Alternate Moriartys.

Catching up on my Baker Street Babes podcasts this morning, I was really struck by a discussion recorded at 221B Con called "From Baker Street to the Holodeck." The point which really caught my attention was a part of the discussion that involved Professor Moriarty's appearance on Star Trek: The Next Generation.

I'd kind of forgotten about Nex Gen Moriarty, who is actually one of the most interesting Moriartys that's come along in the last hundred and twenty years of Moriarty. The Professor is a pretty tricky bastard of a character to work with -- so little is given of him in "The Final Problem," and what we get there are things like: 

"A criminal strain ran in his blood, which, instead of being modified, was increased and rendered infinitely more dangerous by his extraordinary mental powers."
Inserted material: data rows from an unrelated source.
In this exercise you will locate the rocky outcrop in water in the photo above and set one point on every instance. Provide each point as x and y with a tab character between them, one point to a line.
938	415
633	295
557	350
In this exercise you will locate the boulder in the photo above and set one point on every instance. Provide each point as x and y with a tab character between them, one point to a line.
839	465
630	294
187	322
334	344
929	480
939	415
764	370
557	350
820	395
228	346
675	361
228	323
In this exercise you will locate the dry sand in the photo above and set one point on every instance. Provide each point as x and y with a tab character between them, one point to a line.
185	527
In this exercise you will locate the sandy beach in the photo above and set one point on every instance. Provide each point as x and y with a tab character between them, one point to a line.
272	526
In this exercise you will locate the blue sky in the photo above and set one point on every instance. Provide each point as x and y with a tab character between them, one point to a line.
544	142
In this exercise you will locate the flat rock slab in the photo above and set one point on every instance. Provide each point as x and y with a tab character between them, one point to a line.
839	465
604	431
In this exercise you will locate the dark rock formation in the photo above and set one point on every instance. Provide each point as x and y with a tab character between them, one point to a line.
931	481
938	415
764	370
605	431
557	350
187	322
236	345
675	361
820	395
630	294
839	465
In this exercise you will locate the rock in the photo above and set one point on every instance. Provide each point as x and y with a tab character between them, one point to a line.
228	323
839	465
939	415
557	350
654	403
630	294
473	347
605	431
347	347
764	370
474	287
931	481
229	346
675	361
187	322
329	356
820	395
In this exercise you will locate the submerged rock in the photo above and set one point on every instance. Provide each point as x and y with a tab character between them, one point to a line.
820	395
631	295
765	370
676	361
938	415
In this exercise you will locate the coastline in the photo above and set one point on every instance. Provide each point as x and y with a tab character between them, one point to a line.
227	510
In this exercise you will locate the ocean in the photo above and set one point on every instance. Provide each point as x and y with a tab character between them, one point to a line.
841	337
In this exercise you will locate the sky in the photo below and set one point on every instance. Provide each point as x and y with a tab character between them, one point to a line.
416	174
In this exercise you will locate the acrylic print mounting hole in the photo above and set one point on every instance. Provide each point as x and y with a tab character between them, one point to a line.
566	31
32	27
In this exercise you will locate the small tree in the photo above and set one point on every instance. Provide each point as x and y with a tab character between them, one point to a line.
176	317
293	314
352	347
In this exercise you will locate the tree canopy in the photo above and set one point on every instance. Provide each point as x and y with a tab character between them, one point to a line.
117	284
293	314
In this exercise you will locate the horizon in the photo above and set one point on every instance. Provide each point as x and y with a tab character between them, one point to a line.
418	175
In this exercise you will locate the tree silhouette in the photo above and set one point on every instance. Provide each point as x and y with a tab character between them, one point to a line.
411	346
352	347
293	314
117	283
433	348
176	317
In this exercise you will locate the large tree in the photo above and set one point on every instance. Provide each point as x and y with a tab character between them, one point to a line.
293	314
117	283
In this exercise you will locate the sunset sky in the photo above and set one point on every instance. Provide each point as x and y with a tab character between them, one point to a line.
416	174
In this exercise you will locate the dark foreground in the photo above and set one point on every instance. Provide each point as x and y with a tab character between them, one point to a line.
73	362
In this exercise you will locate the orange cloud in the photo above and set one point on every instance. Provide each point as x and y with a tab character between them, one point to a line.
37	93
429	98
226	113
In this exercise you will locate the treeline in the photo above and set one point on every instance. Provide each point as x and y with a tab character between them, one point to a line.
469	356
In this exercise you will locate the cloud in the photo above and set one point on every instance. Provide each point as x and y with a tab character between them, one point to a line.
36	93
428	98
In other words, he's just evil. Evil, evil, evil, and very, very good at it. And once we're calling things "evil," all critical analysis seems to go out the window. Our brains like the easy binary route, on/off, black/white, good/evil . . . instead of actually thinking about things sometimes . . . and Moriarty plays to that inclination: Sherlock good, Moriarty evil. 'Nuff said.
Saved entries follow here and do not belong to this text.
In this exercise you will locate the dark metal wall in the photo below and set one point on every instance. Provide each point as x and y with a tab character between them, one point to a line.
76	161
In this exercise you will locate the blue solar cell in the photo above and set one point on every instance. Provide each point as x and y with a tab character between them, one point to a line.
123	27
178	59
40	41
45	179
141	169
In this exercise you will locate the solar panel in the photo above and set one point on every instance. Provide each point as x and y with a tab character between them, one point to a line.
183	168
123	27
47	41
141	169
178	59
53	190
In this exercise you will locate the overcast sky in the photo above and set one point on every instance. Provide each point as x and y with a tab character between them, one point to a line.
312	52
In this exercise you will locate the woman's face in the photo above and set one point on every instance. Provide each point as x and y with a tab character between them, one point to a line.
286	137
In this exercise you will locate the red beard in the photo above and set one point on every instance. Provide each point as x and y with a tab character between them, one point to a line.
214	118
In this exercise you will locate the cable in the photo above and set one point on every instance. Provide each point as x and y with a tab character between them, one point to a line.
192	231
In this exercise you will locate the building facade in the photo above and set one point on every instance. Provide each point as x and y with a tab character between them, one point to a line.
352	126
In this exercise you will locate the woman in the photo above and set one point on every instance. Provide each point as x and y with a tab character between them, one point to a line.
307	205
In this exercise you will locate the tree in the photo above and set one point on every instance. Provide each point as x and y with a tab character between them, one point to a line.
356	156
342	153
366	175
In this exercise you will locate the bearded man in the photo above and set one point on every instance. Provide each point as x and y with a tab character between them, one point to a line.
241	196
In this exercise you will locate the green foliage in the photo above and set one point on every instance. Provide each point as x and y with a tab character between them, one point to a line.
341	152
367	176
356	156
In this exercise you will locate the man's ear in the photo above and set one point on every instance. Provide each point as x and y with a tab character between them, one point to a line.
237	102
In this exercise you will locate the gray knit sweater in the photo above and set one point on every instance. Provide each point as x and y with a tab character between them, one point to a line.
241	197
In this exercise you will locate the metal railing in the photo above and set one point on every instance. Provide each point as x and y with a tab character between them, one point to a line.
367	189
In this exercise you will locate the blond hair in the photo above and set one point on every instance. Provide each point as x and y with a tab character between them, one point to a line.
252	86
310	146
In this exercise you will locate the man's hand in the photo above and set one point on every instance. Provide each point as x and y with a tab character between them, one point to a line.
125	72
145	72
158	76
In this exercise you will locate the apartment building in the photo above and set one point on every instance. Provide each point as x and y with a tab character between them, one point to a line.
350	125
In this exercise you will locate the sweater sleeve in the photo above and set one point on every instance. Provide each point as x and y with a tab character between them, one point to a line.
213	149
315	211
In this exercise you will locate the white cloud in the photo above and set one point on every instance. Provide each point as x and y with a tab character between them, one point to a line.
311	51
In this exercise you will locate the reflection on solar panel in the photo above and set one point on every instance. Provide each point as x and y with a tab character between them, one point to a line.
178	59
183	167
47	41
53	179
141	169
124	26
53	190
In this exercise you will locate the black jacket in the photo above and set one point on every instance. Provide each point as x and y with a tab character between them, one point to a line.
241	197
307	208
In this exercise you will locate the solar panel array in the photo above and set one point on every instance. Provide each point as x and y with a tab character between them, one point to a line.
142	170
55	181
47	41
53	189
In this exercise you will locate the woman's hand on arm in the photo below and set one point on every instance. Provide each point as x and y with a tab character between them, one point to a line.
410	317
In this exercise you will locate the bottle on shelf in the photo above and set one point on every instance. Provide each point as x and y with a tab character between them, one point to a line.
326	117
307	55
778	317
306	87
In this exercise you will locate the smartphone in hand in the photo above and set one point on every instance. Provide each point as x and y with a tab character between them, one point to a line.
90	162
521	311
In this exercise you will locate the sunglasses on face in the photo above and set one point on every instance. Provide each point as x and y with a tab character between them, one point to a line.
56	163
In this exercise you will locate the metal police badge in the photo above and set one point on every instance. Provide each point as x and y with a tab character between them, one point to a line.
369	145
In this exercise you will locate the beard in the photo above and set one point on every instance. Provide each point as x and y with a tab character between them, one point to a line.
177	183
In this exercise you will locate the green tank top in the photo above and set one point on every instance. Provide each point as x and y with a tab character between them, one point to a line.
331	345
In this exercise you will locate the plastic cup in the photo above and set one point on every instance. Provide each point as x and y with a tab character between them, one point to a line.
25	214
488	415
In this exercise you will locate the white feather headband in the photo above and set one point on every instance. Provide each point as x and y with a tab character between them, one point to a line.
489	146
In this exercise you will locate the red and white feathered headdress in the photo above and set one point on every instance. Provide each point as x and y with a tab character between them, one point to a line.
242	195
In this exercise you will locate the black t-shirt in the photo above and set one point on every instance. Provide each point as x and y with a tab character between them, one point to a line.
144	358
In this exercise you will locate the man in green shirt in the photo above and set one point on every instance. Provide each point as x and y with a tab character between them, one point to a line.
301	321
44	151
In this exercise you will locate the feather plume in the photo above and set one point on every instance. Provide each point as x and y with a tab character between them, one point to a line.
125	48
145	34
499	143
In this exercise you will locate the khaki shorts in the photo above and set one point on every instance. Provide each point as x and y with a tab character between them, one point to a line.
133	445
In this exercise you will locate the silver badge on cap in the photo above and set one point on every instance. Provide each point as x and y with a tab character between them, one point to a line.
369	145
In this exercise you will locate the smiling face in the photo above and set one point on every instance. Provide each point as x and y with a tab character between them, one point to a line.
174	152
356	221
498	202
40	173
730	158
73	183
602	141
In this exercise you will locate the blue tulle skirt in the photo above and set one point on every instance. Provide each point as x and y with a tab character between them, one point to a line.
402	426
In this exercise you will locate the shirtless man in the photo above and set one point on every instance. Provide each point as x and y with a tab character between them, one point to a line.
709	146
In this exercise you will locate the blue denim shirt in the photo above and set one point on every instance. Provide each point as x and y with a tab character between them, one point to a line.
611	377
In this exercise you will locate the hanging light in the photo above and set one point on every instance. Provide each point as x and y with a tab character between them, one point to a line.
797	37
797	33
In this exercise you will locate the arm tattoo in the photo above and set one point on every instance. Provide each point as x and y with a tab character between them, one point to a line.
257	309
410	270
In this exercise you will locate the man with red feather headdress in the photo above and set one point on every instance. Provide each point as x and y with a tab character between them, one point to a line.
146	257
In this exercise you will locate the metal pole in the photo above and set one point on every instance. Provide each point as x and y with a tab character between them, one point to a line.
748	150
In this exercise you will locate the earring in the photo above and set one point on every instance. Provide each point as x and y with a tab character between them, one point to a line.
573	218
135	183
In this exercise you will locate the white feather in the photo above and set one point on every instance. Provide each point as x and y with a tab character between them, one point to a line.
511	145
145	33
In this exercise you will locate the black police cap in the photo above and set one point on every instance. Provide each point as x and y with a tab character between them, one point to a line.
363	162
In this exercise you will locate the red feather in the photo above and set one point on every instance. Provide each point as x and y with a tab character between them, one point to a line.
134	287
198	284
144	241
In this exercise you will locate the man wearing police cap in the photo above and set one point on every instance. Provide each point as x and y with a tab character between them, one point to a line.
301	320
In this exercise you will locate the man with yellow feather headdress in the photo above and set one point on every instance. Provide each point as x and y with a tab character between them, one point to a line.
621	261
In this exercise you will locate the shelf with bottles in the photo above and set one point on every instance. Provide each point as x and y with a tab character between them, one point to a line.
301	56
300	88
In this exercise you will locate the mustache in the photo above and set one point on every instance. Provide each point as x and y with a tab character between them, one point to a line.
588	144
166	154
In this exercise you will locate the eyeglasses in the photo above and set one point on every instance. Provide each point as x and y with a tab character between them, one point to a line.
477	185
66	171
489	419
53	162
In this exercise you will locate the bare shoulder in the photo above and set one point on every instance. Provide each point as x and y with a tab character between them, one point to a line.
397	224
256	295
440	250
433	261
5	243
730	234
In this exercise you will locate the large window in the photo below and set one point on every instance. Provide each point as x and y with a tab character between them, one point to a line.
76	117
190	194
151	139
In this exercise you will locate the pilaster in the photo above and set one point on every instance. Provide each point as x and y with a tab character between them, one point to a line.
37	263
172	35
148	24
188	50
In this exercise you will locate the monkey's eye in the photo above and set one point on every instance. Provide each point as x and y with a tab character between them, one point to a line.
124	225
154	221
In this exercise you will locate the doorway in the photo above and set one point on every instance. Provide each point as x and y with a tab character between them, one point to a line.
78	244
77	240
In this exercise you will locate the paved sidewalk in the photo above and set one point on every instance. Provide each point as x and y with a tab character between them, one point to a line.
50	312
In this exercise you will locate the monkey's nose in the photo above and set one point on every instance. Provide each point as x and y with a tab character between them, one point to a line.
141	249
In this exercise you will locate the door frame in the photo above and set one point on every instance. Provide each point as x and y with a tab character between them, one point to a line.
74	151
Over the years, many a writer has tried to get behind the man behind the evil. John Gardner worked to make him a functional crime boss. Nicholas Meyer cast him as a harmless mathematics tutor with poor choices in dating. Michael Kurland kept him a criminal mastermind . . . but a criminal mastermind who fought evil. 

We've seen deliciously evil Moriarty, so-so criminal Moriarty, ex-girlfriend and mother Moriarty, oddly ethereal Moriarty, younger Moriarty, and Moriartys I can't even wrap my head around . . . which is kind of the problem.

We don't really know Moriarty. He comes from an outside, alien place many times, and we aren't meant to relate to him. Yet he's made up up the same basic components we are, and we should be able to find a place of empathy with him at some point. Some of the better versions of him have done pretty well with that, but most times? He's just a hard main character to write and make him true to what we know of him, yet someone we relate to.

In reconsidering all of the alternate Moriartys I've seen and read over the years, I'm starting to think we haven't found our defining Moriarty yet. Everybody has a favorite Holmes, the guy who is the Holmes to them, but a lot fewer folk are emphatic about Moriarty. Which is why I don't think we've had our ultimate Moriarty yet.

Will we ever? Is Moriarty someone, by his very nature, that we're never supposed to get behind, even if he's fun-crazy and funny and likes disco? Do we just need somebody to be the bad guy, that we have an excuse not to even try to relate to? Could be. The ancient animal wiring in us all is something we trip on all the time, rationalizing along the way.

Still, I would like to see a Moriarty that sets the bar for all other Moriartys to come one day, by giving us an understanding of the guy that we never had before. A Moriarty where we're just a little sad to see him inevitably go off that cliff in Switzerland, and maybe hope he survived.